Is that what “political” problem means now? The peril that comes with completely ignoring the clear, expressed wishes of the public? Because if it is I would suggest ed reformers have a bigger problem than “politics”.
LikeLike
Public schools are the bedrock of democracy, where children learn to be citizens.
Bedrock for corporate terror-reformers is just something they’re hell bent to frack.
LikeLike
They never valued public schools to begin with. No one would be this reckless with something they valued. They don’t see risk because they never assigned any value at the outset.
LikeLike
Public schools and public libraries are the most democratizing influences in our country. Too bad the deformers fail to understand this. Their tinkering and manipulations harm the most vulnerable poor students, and it allows billionaires to twist curricula and learning objectives. I can think of potential bias such as conservative Christian views, a conservative slant to history, denial of climate change, and gun rights. Privatized schools can lend themselves as a bully pulpit on these issues while most public schools would tend to be more balanced.
LikeLike
Agree, Chiara. Sorry, retired teacher, I think deformers do understand this, Consider the source: WSJ: I’d love to actually read the article & comment there, but they want 1$/wk for the privilege, a price middle-classers cannot afford to add to water, sewer, etc utilities, so they remain an echo chamber of well-heeled conservatives who care only for feathering their retirement nests at the expense of current middle-classers. Presumably they either have no grandchildren, or if they do, ensure they’re ensconced either in cushy privates or cheap-o religious schools; there you have today’s WSJ readership [thanks, Murdoch].

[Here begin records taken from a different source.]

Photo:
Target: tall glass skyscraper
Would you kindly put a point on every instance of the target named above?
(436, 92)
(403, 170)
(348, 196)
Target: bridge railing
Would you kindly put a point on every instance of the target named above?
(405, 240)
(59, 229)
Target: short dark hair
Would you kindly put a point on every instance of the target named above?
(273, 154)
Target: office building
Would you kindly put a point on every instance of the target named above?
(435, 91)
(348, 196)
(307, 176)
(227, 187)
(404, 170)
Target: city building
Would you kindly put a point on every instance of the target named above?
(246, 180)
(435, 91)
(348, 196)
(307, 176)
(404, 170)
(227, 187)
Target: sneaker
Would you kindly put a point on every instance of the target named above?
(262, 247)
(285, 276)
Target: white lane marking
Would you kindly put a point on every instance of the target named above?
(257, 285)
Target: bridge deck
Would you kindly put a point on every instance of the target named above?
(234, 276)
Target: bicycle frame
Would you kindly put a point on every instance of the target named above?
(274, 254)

More likely, they [WSJ readers & other deformers] are like my long-deceased grandfather, who ‘pulled himself up by his own bootstraps’ during an era when it was possible to do so [pre-Depression], & had only scorn for others who weren’t able to do the same.
LikeLike
“retired teacher
April 29, 2015 at 1:37 pm
Public schools and public libraries are the most democratizing influences in our country.”
I’m curious about how they constantly invoke “politics!” as if that settles the matter.
“That’s just….. POLITICS”
We had 3 different plans for the new school. Two of them failed – voters didn’t pass the levy. The plan was modified and they voted for it. There were meetings campaigns, yard signs, angry letters to the editor, the whole works. .I don’t know- is that “politics” Can that process just be dismissed as simply too much trouble?

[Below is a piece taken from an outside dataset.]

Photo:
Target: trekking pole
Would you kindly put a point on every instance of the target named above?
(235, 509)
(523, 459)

I get that it isn’t efficient. Is it supposed to be efficient?
LikeLike
“Democracy is too much trouble.” This seems to be the view of several of the oligarchs. They believe their considerable wealth should entitle them to circumvent democratic process. Notice how the charter movement tries to put the power in the hands of a complicit mayor or governor. They don’t want to hear from the people. When they do, in protest, they want to ignore them.
LikeLike
Well said and great last session Sunday at the NPE conference.
LikeLike
The Reformers will keep repeating this until the public believes it is true.